Meitner’s decisive contribution to the discovery of fission from beginning to end is beyond any reasonable doubt. However, the racial laws that forced her to flee Germany made it impossible for her to sign the Hahn and Strassmann publication, making it dangerous for Hahn to maintain ties with her. For a long time, Hahn denied both his close collaboration with a non-Aryan exile and Meitner’s earlier, decisive contribution—a self-deception driven by fear. Hahn’s dishonesty distorted the memory of this discovery and nearly cost Lise Meitner her place in history. Even after the fall of Nazism, Hahn found it unnecessary and considered it disadvantageous to correct Meitner’s account of the discovery of fission.
Privately, Meitner described Hahn’s behavior as “a simple suppression of the past” and added: “I was part of that suppressed past.”
However, Lise Meitner, except in a few brief statements, avoided discussing her life, her difficulties, or her betrayed friendship. Fortunately, her writings and a wealth of archival material have provided insight into the scope of her work and the challenges she faced throughout her career.
She received numerous other honors, including admission as a Foreign Fellow of the Royal Society in 1946, and of the Swedish, Vienna, and Berlin Academies of Sciences, among others; the Leibniz Medal from the Berlin Academy in 1924; and the Planck Medal from the German Physical Society in 1949.
After the war, she spent a brief period in the United States at the Catholic University of Washington and was proclaimed “Woman of the Year” in 1946 by the Press Association. On that occasion, she was mistakenly hailed as the “mother of the atomic bomb” and it was reported that she had fled Germany with “the bomb plans in her handbag,” although in reality she had contributed nothing, even indirectly, to the research that led to the development of the atomic bomb. He later returned to Sweden, where he obtained Swedish citizenship, and worked as a professor at the Royal Institute of Technology until 1960.
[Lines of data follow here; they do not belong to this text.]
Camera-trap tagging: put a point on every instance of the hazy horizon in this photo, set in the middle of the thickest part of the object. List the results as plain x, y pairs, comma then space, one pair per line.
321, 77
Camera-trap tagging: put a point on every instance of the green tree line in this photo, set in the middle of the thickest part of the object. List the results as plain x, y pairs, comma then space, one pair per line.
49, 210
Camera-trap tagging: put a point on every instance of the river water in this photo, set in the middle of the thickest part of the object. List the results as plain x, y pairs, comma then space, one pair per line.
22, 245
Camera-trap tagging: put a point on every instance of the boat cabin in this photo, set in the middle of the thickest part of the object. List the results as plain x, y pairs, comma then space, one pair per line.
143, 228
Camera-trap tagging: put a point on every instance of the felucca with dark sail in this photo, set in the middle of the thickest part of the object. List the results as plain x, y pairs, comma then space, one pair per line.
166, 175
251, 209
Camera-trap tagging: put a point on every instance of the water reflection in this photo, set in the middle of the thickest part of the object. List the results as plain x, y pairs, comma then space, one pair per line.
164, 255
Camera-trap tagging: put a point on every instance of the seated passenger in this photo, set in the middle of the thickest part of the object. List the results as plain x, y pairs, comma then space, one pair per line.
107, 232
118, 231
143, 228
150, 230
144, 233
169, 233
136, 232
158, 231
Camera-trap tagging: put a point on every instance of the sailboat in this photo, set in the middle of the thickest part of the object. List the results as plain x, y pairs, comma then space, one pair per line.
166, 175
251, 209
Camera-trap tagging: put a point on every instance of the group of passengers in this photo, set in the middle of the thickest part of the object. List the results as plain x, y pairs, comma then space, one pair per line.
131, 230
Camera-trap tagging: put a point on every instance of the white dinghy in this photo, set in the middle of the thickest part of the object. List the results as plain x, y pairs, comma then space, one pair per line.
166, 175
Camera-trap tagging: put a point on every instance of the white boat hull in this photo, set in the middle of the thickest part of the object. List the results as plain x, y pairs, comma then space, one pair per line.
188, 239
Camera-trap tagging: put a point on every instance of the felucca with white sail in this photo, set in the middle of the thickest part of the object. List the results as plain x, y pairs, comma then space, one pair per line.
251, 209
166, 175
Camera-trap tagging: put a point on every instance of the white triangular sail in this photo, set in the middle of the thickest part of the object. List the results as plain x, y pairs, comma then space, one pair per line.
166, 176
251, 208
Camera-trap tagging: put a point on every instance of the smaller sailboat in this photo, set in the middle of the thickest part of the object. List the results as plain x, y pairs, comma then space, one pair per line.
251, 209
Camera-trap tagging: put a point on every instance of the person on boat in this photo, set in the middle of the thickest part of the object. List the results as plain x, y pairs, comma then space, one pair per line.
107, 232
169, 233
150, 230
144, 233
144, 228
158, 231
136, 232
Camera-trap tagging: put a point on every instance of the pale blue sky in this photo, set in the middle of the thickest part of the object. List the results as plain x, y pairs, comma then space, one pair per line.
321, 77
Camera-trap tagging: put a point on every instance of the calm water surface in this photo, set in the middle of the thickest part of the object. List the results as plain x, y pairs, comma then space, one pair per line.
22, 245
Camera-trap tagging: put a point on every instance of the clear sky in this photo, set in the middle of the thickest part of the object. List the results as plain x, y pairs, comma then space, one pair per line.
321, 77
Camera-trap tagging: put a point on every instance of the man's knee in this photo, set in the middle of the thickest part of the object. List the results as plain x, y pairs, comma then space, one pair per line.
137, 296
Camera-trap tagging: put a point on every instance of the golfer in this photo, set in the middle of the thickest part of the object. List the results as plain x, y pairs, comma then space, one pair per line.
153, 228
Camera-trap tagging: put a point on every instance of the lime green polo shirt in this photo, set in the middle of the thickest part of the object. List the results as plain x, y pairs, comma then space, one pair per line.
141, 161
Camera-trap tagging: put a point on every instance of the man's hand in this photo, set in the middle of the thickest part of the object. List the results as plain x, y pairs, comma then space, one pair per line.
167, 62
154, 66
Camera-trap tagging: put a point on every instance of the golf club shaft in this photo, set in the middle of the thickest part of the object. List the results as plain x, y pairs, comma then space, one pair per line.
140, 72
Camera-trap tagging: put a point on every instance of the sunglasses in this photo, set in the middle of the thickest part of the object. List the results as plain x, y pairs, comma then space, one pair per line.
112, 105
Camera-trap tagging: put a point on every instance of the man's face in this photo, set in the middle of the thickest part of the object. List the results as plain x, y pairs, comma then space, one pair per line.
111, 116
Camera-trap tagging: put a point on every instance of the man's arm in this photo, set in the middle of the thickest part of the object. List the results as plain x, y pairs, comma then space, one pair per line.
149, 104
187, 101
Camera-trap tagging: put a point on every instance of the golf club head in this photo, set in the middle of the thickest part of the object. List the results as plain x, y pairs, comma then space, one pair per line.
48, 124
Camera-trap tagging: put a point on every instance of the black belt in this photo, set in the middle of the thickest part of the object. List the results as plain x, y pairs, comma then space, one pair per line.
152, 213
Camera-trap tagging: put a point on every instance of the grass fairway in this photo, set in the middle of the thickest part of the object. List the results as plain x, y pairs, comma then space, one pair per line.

In 1992, element 109 was named Meitnerium in his honor.
https://open.spotify.com/episode/10dkfiSNubTrfRqmfBZFJ8
https://www.aif.it/fisico/biografia-lise-meitner/
[1] These are the words of Propaganda Minister Joseph Goebbels.
[2] Particularly noteworthy are: Helene Bechstein, a German businesswoman. She was Adolf Hitler’s etiquette teacher and the wife of Edwin Bechstein, owner and later majority shareholder of C. Bechstein, a leading piano manufacturer; Elsa Bruckmann, wife of Munich publisher Hugo Bruckmann, who opened her salon to Hitler, the center of Munich’s intellectual and cultural life, and allowed him to meet numerous personalities who were essential to his subsequent rise; Winifred Marjorie Wagner, the English wife of Siegfried Wagner, son of Richard Wagner, director of the Bayreuth Festival from 1930, after her husband’s death. She was a friend and supporter of Hitler, himself a Wagner enthusiast, and she and Hitler maintained a regular correspondence until the end of the Second World War.